Bu depremin verdiği uyarının dışında da önlemlerin artırılması
konusunda uyarılar vardır. Bunlardan bir tanesi tarihsel deprem
kayıtlarıdır. Depremlerde genelde bir tekrarlama aralığı vardır ama
bu aralık biraz şaşar. Bunu net bunu söylemek mümkün değildir. Şu
an içinde bu periyot içinde olduğumuzu söyleyebiliriz.
Bunun yanı sıra GPS dediğimiz ölçüm sistemler ile yaptığımız
ölçümler de benzer sonuçlar veriyor. Bu cihazlarla yaptığımız
ölçümler bize fayın iki tarafındaki bloklar arasındaki boşluklara
bakarak fay üzerinde ne kadar boşluk oluşmuşsa periyodun o kadar
tekrarlayacağını gösteriyor. Ne kadar çok sıkıştırıyorsanız o kadar
sıklıkla deprem ortaya çıkacaktır. Bu GPS ölçümleri de aşağı yukarı
tarihsel verilerle ortaklıklar gösteriyor.
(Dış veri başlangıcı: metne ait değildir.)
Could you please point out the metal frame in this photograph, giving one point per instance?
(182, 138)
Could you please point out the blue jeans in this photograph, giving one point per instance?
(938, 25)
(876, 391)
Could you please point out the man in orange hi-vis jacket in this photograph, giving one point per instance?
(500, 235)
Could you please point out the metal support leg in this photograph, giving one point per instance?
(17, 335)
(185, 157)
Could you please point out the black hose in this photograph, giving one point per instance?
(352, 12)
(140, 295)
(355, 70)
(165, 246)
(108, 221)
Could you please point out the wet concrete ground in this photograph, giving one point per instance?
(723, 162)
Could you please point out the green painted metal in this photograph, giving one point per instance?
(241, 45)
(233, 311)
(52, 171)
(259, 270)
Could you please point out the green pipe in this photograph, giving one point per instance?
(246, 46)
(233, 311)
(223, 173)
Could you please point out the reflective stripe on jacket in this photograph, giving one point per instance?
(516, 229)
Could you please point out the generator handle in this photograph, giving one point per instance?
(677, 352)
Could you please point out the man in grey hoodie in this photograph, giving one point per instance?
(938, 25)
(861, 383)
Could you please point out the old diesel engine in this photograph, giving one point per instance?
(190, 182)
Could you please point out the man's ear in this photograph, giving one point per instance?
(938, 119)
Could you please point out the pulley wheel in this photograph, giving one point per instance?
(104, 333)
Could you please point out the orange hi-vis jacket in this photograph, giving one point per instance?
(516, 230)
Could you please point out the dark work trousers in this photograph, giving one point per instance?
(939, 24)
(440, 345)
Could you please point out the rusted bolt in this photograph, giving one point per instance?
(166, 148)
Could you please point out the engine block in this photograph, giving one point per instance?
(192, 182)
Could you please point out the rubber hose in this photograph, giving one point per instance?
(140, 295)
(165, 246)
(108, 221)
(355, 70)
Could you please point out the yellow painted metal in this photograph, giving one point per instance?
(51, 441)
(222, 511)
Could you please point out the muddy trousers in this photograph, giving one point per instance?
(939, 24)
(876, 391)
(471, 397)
”17 AĞUSTOS DEPREMİ’NE BENZER OLACAK”
Süre olarak aşağı yukarı 5 metrelik bir atımın
biriktiğini söyleyebiliriz. Yani GPS’te ölçtüğümüzde son depremden
bu yana iki blok birbirine göre faydan yaklaşık 5 metre uzak
noktalara hareket etmiş. Dolayısıyla olası bir depremde fayın iki
tarafının 5 metre ötelenmesi gerekir.
Buna benzer bir durum 17 Ağustos Depremi’nde yaşandı. Fayın bir
tarafı diğerine göre 5 metre civarında hareket etti. Bu da
olası İstanbul depreminin, 17 Ağustos’ta yaşanan depreme
benzeyeceğini gösteriyor.”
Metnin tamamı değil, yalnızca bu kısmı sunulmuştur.